Si tratta evidentemente di una motivazione che non dovrebbe rallegrare gli investitori azionari, poiché da che mondo è mondo ad una recessione si accompagna il calo dei corsi azionari, e non l’aumento.
Invece le borse salgono, smentendo i mercati obbligazionari e, a mio parere, anche la logica.

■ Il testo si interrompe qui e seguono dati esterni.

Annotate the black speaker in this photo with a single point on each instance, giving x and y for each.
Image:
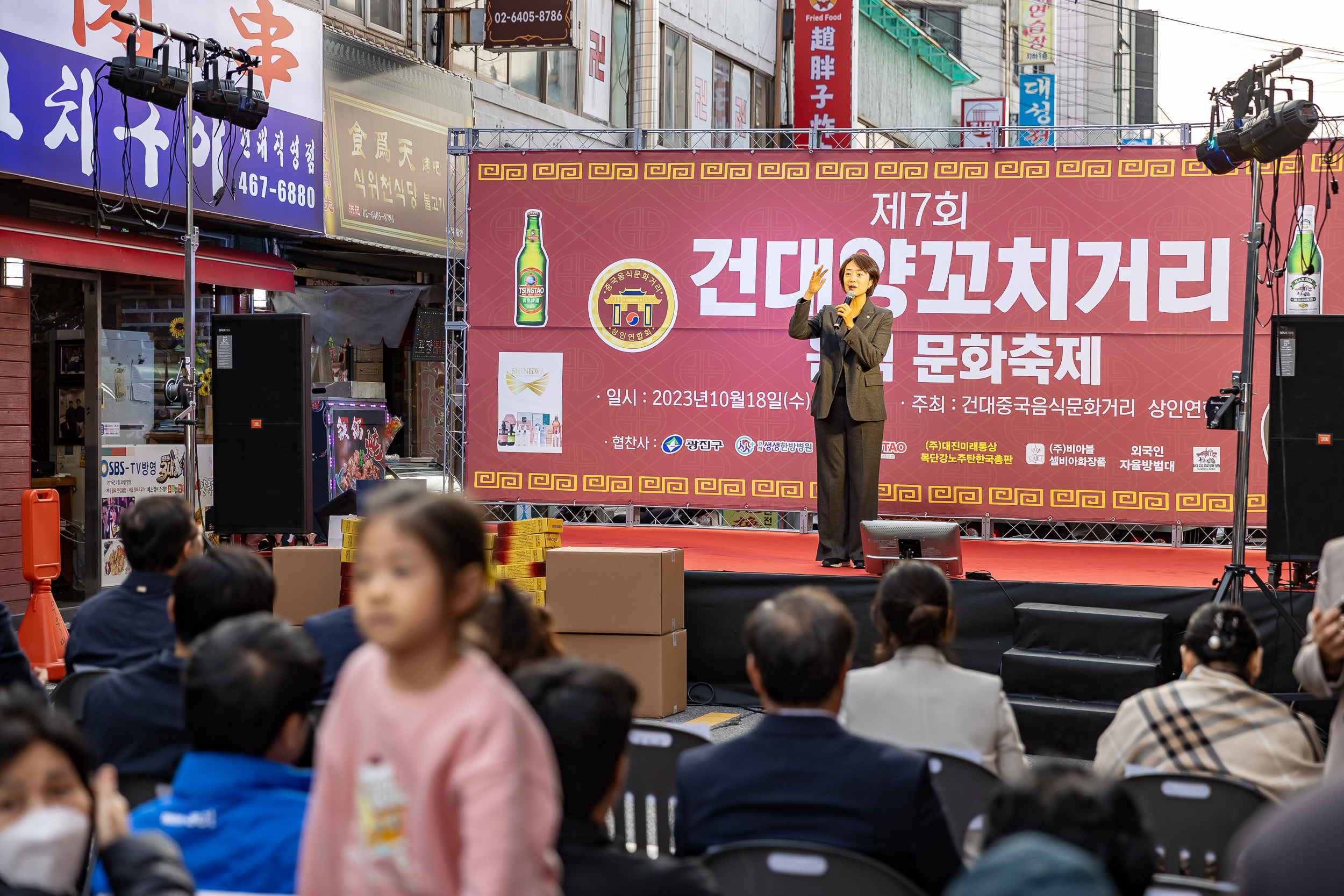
(1305, 436)
(262, 401)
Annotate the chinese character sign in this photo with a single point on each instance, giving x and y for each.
(1036, 109)
(55, 104)
(1060, 319)
(823, 63)
(1036, 33)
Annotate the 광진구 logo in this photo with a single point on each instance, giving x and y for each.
(632, 305)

Si tratta di un comportamento principalmente emotivo che può provocare una estensione del trend fino a realizzare i tipici eccessi che causeranno poi una marcata flessione, quando (e se) la recessione si manifesterà.
La realizzazione di una ulteriore gamba rialzista potrebbe essere addirittura favorita dalla presenza sul mercato di molti operatori dotati di buon senso che hanno liquidato parte delle posizioni in estate proprio in previsione di un rallentamento dell’economia accompagnato dall’inversione ribassista delle borse.
Costoro adesso si ritrovano spiazzati dal raggiungimento di nuovi massimi e debbono scegliere se stare a guardare oppure rincorrere i prezzi per non perdere il treno del rialzo. Non dimentichiamo che i gestori dei fondi sono legati al benchmark e non possono permettersi di farsi staccare troppo dagli indici di riferimento, pena la perdita di credibilità.
Perciò se il mercato saprà stare al di sopra dei livelli di maggio per un po’, è prevedibile un nuovo impulso significativo, dovuto proprio alla corsa agli acquisti di chi non vuole essere tagliato fuori.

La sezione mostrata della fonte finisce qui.